Two bad wars

The neoconservative Republicans have been trying to push both the Afghani and Iraqi occupations as necessary “good” wars in the national interest. The supposedly antiwar Democrats, on the other hand, tried to distinguish between the “good war” in Afghanistan and the “bad war” in Iraq. The Democrats had it half right; neither war was necessary although taking out the Taliban was justified by virtue of their public declarations of war on the United States. But, there was never any justification for the so-called national building that excused eight and six years of military occupation.

Now that George Will has voiced Republican doubts about the ongoing wisdom of attempting to maintain a post-war peace in Afghanistan that is bloodier than the actual war, the usual suspects are out in full throat attempting to decry his belated recognition that continued occupation of foreign countries is detrimental to American interests. Here is one particularly egregious example quoted on NRO:

Here is a disturbing fact to ponder: If George Will were commander in chief, we would, under his leadership, have begun and lost two wars of enormous consequence. The damage to America — militarily, geopolitically, and morally — would be staggering. The boon to militant Islam — militarily, geopolitically, and in terms of morale — would be incalculable. Yet nowhere in his most recent column does Will even begin to grapple with what surrender in Afghanistan would mean — to that country, to Pakistan, to jihadists around the world, to confidence in America’s word and will, and to our national-security interests. And while Afghanistan, like Iraq, is a very difficult undertaking, declaring defeat at this stage is unwarranted and terribly unwise. If General David Petraeus thinks the task is hopeless, then I will take a hard second look at the war. But if George Will declares it hopeless, I will simply take a hard second look at his record.

Mr. Will has earned the reputation as one of the finest columnists alive, and one of the better ones our country has ever produced. I have admired him in the past, and I learn from him still. But on Iraq and Afghanistan, he has been wrong, unreliable, and unsteady…. Now, like then, America needs spirited realists, not defeatists. We need individuals who believe a nation must be willing to fight for what is right even when it is hard. We need people who are going to resist the temptation to eagerly support war at the outset and then prematurely give up on it. What we need, in other words, is what George Frederick Will once was.

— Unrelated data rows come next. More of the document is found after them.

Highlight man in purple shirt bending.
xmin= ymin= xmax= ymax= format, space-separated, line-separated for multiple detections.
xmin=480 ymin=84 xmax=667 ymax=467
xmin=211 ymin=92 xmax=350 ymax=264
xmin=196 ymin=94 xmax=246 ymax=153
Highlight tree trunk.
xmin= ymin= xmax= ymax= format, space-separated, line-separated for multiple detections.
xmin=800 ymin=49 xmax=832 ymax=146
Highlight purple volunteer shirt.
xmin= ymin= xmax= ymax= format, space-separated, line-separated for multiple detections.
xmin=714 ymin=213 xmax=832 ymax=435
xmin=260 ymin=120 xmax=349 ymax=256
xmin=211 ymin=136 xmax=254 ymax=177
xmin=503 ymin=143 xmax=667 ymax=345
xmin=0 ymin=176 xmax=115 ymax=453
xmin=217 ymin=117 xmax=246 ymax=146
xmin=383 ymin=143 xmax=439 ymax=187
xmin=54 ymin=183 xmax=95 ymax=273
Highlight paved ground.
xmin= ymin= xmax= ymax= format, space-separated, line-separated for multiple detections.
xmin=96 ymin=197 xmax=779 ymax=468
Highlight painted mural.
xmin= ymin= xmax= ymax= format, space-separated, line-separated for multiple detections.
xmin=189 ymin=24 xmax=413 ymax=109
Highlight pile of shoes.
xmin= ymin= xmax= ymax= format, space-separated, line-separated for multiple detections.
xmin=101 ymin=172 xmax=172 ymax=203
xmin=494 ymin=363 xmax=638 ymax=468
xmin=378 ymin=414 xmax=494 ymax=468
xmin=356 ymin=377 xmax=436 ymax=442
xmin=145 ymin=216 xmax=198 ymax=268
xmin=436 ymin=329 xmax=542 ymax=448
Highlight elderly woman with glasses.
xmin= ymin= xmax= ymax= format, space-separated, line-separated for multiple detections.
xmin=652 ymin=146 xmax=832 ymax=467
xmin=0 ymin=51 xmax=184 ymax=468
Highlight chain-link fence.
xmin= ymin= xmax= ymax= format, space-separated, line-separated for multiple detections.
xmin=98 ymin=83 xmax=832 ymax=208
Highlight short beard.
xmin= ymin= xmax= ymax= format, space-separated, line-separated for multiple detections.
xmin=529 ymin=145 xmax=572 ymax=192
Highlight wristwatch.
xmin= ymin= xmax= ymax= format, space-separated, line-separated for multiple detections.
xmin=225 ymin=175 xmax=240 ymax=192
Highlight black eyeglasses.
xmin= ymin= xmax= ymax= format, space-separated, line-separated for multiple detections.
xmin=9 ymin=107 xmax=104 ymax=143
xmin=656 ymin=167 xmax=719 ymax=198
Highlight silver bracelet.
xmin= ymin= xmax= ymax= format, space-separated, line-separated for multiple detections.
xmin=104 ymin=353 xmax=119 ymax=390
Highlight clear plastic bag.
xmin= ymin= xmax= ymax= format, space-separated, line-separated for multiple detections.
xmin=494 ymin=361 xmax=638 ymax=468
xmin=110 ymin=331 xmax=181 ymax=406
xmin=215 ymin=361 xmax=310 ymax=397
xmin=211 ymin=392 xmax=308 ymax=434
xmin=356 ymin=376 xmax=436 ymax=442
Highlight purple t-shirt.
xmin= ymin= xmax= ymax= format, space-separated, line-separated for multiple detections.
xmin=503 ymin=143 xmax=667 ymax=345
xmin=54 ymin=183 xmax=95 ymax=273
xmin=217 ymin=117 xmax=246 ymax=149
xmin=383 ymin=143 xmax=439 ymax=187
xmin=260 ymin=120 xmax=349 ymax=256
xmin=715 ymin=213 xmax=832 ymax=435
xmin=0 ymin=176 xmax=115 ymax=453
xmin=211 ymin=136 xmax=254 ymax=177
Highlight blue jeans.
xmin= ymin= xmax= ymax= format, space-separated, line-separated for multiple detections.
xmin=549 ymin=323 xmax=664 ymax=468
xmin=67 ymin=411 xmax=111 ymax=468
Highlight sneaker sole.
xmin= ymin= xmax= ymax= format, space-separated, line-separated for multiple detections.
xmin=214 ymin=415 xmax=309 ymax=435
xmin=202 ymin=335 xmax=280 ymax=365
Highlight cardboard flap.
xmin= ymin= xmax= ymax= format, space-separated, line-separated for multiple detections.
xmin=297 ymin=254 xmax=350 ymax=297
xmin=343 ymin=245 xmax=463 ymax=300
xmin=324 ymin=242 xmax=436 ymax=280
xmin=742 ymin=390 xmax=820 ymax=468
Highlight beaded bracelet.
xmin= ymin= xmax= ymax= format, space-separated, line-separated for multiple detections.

This is blather, sheer ad hominem blather. The staggering damage to America and the incalculable boon to militant Islam was made the moment that it was decided to stay in Afghanistan and Iraq rather than smash the offending regimes and return home. Historically and militarily ignorant individuals like Mr. Wehner and Mr. Kristol fail to recognize that Osama bin Laden’s entire strategy was baiting the West into the sort of war that it could not win. The British Empire couldn’t win this type of war, the Soviet Union couldn’t win it, and the United States will not win it either.

To argue the necessity of a bankrupt republic’s military occupation of two foreign nations is irresponsible in the extreme. The fact that George Will is late in recognizing the realistic limits of military power does not mean that these limits do not exist. And no general is ever going to kill his career by announcing that the situation is hopeless, especially when he has complete air supremacy, sea supremacy, and a numerical advantage.

Bill Kristol’s newfound love for argument about national security is more than a little ironic, considering that neither he nor the rest of the neoconservatives slavering for war with Iran, Pakistan, and Russia as well as Afghanistan and Iraq have ever bothered to engage in anything approaching a rational argument about it in the past. Back when the general perception was that things were going well, Kristol preferred action to talking about the obvious long-term strategic problems. Now that things are going poorly and those strategic problems are becoming obvious to everyone, Kristol suddenly wants to talk rather than act.

America and its allies are going to end their occupations and withdraw, sooner or later. If the dwindling number of those who support the ongoing wars think that the ramifications of such a withdrawal are negative if America chooses to withdraw now, they should consider how negative they will be if America is forced to withdraw instead. The longer that American troops are forced to continue their pointless occupations, the more likely it is that their retreat will be a forced one. An immediate end to the occupations is definitely in the national interest of the American people.